Reed goes into depth about naming each of the falsehoods in “Hamilton” and having the characters of the people that were the victims of Hamilton and the Schuyler family come to haunt Lin Manuel Miranda and tell him the truth about their lives and suffering under Hamilton and the Schuylers. The stories are very horrific, but are said with strength, truth and conviction; they are not said as a put-down but as a chance to enlighten Miranda on what really happened.

Reed pokes fun at the fact that Miranda wrote “Hamilton” based solely on the 800-page book “Alexander Hamilton” written by Ron Chernow. What’s interesting about this play is all the historical information it provides the audience with. While “Hamilton” has a great, catchy beat, music, rap and dancing, it is telling a total falsehood that people—and more importantly young children—are believing. The facts of the horrors that Hamilton perpetrates on the slaves, as did the cruel Schuyler family and George Washington (who was also against the Native Americans), all of these facts are told in this blisteringly, sobering drama. But, I must say that Reed is not disrespectful.
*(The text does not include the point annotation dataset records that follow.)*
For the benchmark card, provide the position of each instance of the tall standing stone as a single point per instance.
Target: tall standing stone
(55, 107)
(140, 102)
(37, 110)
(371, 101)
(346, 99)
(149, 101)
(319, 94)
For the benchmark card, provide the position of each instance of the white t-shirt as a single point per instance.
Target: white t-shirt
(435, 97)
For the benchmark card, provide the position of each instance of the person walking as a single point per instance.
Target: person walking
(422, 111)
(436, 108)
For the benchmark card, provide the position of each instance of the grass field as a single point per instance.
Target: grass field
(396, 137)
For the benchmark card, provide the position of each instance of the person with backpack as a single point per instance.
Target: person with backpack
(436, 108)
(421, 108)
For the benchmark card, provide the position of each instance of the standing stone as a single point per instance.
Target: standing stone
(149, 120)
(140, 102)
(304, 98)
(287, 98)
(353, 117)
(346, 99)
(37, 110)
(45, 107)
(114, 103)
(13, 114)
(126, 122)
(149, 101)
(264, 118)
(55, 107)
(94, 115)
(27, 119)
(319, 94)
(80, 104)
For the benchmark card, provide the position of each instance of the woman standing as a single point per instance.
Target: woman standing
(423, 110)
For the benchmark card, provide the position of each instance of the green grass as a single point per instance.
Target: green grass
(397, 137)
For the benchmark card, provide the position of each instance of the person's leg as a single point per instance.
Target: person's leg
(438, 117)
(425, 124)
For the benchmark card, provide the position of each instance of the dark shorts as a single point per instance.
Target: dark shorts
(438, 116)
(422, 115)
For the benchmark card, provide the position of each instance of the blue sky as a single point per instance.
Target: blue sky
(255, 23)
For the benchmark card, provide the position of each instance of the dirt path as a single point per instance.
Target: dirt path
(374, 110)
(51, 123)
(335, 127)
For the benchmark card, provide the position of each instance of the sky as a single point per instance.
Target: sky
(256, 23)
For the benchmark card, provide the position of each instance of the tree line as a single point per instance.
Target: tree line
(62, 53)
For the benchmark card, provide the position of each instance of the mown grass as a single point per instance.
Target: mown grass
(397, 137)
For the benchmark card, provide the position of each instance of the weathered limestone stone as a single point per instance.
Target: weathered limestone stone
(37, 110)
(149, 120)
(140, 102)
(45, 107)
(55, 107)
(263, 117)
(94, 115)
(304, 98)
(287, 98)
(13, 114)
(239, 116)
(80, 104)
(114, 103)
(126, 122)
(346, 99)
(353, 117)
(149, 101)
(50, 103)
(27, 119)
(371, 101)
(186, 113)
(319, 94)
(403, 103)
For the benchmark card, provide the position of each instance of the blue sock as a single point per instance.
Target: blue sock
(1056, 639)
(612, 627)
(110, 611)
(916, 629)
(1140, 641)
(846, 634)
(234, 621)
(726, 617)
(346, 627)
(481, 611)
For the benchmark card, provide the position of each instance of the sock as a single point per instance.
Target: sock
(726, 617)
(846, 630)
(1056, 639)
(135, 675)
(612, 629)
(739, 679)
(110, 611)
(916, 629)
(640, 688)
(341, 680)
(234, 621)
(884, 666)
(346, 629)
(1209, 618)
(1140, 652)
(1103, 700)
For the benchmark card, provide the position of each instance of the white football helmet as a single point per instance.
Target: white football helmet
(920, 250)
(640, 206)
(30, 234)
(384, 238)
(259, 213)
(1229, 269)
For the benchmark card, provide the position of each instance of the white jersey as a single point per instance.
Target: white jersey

He gives Miranda an opportunity to become enlightened also.

“The Haunting of Lin Manuel Miranda” has a powerful ensemble that includes memorable performances by Jesse Bueno as Lin-Manuel Miranda; Tommie J. Moore as Ben (a slave of the Schuyler family); Roz Fox as Harriet Tubman; Monisha Shiva as Diana (a slave of the Schuyler family); Malika Iman as Negro Woman; Vanessa Lovestone as Native American Woman; Pepesi Robinson as Native American Man; Erielkina Pizzaro as Venus; Robert Turner as George Washington; N. Allam Foster as agent; Lisa Pakulski as Indentured Servant and Tom Angelo as Ron Chernow. The production has marvelous direction by Rome Neal.

It is playing through June 16 only, so go and experience this show and take the young people so that they can learn the truth. Knowledge is power! The Nuyorican Poets Café is located at 236 East 3rd Street in Manhattan. When I went on Saturday, the Nuyorican Poets Café was also celebrating 16 years of Rome Neal’s “Banana Puddin’ Jazz.” Congratulations Rome and well done with this poignant, important work!